The artwork in question is just one of thousands of posters that have decorated the Underground since it first rolled from its rickety sidings at the end of the 19th century. Produced by the legendary designer Tom Eckersley, it marks a long tradition of exemplary cutting-edge work by leading creatives that stretches back more than 100 years.
Now, the London Transport Museum in Covent Garden is marking a centenary of such graphic designs by exhibiting original artworks that have graced the capital's tube platforms. "The key to the exhibition is accessing the hidden process behind what makes these posters so wonderful," says the exhibition's co-curator Claire Dobbin. "Many of them are familiar to people and no one knows why they were made. This is the perfect opportunity to find out."
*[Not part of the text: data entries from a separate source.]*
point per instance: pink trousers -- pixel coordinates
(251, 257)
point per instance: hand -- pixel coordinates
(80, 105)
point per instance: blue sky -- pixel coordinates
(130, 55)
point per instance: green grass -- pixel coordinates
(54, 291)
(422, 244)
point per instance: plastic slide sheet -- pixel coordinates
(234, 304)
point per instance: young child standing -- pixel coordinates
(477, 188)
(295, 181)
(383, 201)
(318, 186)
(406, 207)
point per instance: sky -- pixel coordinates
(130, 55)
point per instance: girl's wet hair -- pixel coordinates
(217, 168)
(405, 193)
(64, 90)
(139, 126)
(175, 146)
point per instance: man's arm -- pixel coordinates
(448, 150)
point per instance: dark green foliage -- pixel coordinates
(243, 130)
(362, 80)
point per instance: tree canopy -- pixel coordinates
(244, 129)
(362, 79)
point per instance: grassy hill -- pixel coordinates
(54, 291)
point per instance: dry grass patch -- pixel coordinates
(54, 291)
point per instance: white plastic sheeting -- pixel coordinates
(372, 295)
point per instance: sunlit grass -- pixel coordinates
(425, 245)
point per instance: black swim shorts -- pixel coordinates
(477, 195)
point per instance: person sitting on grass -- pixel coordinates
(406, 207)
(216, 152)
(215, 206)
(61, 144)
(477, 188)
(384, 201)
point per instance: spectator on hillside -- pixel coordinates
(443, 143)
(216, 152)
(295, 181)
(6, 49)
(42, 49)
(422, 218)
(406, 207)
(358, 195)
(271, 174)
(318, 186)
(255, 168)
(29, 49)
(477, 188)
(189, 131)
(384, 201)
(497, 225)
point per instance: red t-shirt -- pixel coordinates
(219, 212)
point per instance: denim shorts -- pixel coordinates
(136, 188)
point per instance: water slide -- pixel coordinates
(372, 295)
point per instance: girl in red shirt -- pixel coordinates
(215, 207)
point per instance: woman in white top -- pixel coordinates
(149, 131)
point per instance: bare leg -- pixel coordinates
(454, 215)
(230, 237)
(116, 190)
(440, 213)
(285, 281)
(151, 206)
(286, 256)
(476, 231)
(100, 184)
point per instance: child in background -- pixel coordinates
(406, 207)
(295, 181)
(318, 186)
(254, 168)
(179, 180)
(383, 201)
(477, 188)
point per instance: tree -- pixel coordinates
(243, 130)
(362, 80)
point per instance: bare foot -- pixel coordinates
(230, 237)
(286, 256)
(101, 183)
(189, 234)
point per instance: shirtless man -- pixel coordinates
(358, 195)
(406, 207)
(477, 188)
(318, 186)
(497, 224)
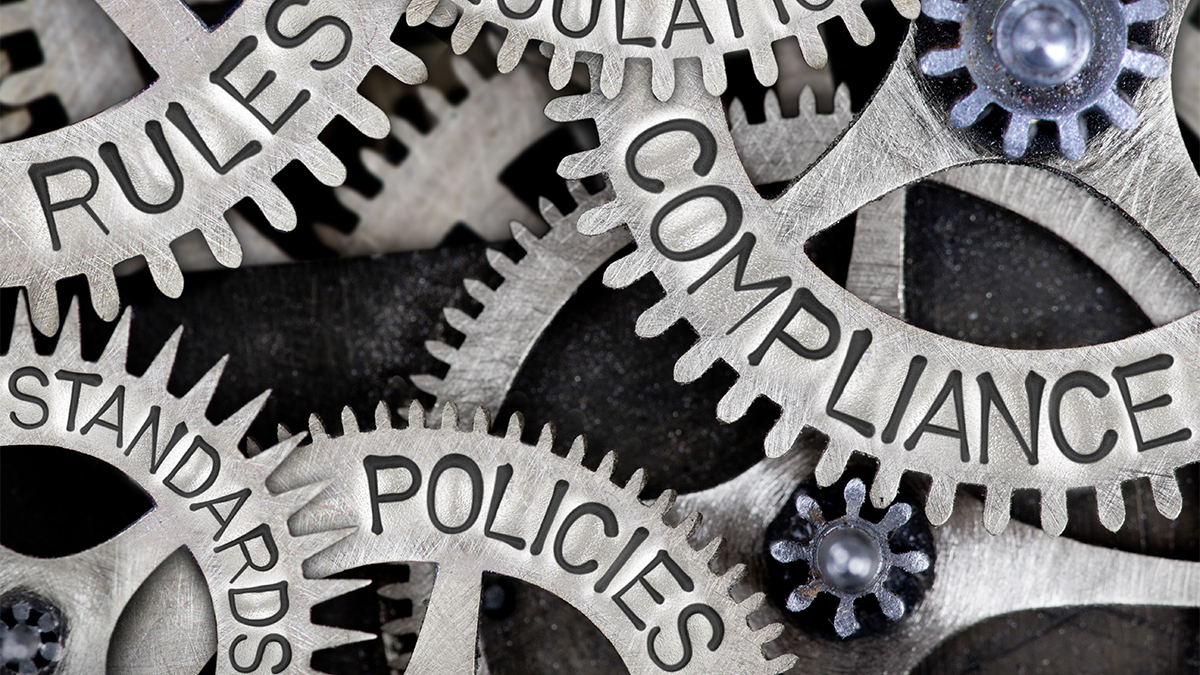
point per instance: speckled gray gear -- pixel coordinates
(660, 31)
(733, 266)
(231, 108)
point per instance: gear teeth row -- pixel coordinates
(498, 120)
(539, 284)
(612, 65)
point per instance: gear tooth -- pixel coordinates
(165, 272)
(162, 364)
(659, 317)
(349, 422)
(316, 428)
(367, 118)
(466, 33)
(711, 549)
(546, 437)
(689, 525)
(713, 72)
(515, 428)
(783, 435)
(737, 115)
(1018, 135)
(1071, 137)
(969, 108)
(735, 404)
(419, 11)
(441, 351)
(663, 78)
(612, 76)
(607, 464)
(579, 447)
(502, 263)
(118, 344)
(751, 604)
(427, 383)
(480, 423)
(202, 392)
(996, 508)
(1054, 512)
(481, 292)
(550, 213)
(844, 621)
(323, 163)
(942, 61)
(886, 484)
(415, 414)
(1110, 502)
(664, 502)
(510, 52)
(459, 320)
(383, 416)
(841, 103)
(859, 27)
(766, 69)
(1167, 495)
(940, 501)
(694, 363)
(561, 65)
(636, 483)
(449, 417)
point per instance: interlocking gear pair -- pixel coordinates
(635, 169)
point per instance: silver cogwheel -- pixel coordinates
(958, 412)
(978, 575)
(473, 502)
(471, 143)
(660, 31)
(85, 61)
(231, 108)
(208, 497)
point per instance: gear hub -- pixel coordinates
(30, 635)
(849, 557)
(1044, 60)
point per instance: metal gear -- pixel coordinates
(792, 351)
(208, 497)
(978, 575)
(849, 557)
(231, 108)
(655, 580)
(78, 42)
(421, 197)
(1045, 60)
(661, 33)
(1186, 78)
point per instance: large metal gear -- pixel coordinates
(661, 33)
(208, 497)
(874, 384)
(231, 108)
(472, 142)
(549, 520)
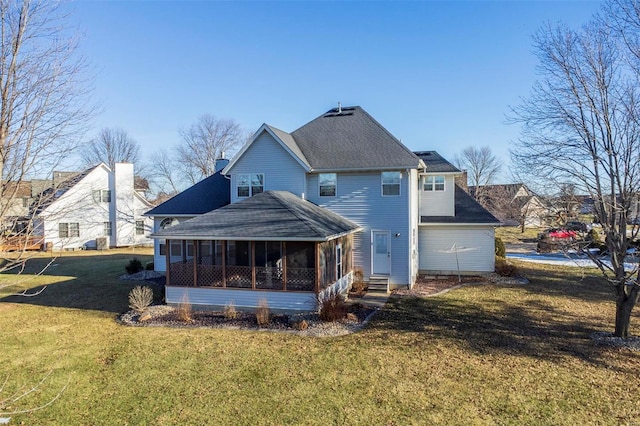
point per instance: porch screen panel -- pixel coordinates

One section of the exhibition addresses the commissioning process – how the posters were selected and why – and will feature a number of artists whose careers were kick-started by designing for the Underground. The most famous of these is Tom Eckersley, who was asked to do his first poster straight out of college and continued his relationship with London Underground for the next 60 years.
The show also looks at the art chronologically, pulling its contents from the schools of modernism, art deco and fine art. Celebrated talent on display will include the artists Eric Ravilious and Paul Nash, and it is noteworthy just how prestigious the posters have remained in the eyes of those who created them. So says Paul Catherall, who designed the 2007 lino cut "Primrose Hill", which depicted the London skyline. The purpose was to commemorate "a new view of London" – or the selection of a number of overground lines to come under the aegis of London Underground that year. "It was a very big deal for me," he says. "I remember when I moved down to London from Leicester after finishing university in 1989 I would see those posters and figured it would be my dream job. When I eventually got the commission I was over the moon."
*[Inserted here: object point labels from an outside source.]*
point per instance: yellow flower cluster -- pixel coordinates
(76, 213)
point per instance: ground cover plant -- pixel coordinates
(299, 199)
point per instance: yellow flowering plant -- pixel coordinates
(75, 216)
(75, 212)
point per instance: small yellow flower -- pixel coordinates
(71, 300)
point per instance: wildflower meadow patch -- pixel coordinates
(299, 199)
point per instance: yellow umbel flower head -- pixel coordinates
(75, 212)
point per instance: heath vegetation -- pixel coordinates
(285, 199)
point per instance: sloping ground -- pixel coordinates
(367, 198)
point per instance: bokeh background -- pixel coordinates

No exhibition of posters in the Underground would be complete without mentioning Frank Pick. Pick was in charge of commissioning from 1908 to 1940, attracting some of the leading lights of visual art. His techniques have been spoken of in hushed tones by the design community ever since. The exhibition pays him his due respect. "His vision for art was that while he sought out the best graphic artists, he also tried to balance that with up-and-coming people," concludes Dobbin. "And the designs he used were always informed by fitness of purpose, not simply his own tastes. The tradition has been continued until the present day."